Ziel der Thesis war es, eine effektiv strukturierte Unfallanalyse für die innerbetriebliche Anwendung zu konzeptionieren. Das Forschungsdesign bestand insbesondere aus einer eingehenden Literaturanalyse und einer umfangreichen Befragung von Experten aus Berufsgenossenschaften, Unfallkassen, Gewerbeaufsichtsämtern und Fachabteilungen der Landespolizei Baden-Württemberg. Für einen hohen Praxisbezug wurden zudem inner- und überbetriebliche Fachkräfte für Arbeitssicherheit befragt.
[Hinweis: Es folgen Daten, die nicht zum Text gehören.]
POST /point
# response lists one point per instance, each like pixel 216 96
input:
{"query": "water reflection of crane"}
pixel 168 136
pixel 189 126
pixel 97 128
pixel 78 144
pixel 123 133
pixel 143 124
In der strukturierten Unfallanalyse konnten die Vorteile der bestehenden Unfallanalysemodelle zusammengeführt werden. Die nützlichen Bestandteile aus den Vorgehensweisen der Experten in der Unfallanalyse wurden in das Verfahren integriert (inklusive Lösungen für Schwachstellen). So ist das Verfahren zielführend sowie durch den hohen Praxisbezug in verschiedenen Unternehmenskontexten (unterschiedliche Größe, Branche und Risikopotenzial) und in der gelebten Praxis konkret anwendbar.
Mit den Erläuterungen der Konzeption ist diese ohne spezielle Vorkenntnisse anwendbar. Jede Führungskraft sollte die strukturierte Unfallanalyse durchführen können.
Das Verfahren
Die strukturierte Unfallanalyse ist eine aus zehn Schritten bestehende, retrospektive Unfallanalyse (Abb. 1). Sie ist ein Verfahren, das eine übergeordnete Richtschnur vorgibt und innerhalb der Schritte die Durchführung mehrerer Unfallanalysemodelle zulässt. Die Modelle beziehungsweise Methoden sind in notwendig und optional differenziert.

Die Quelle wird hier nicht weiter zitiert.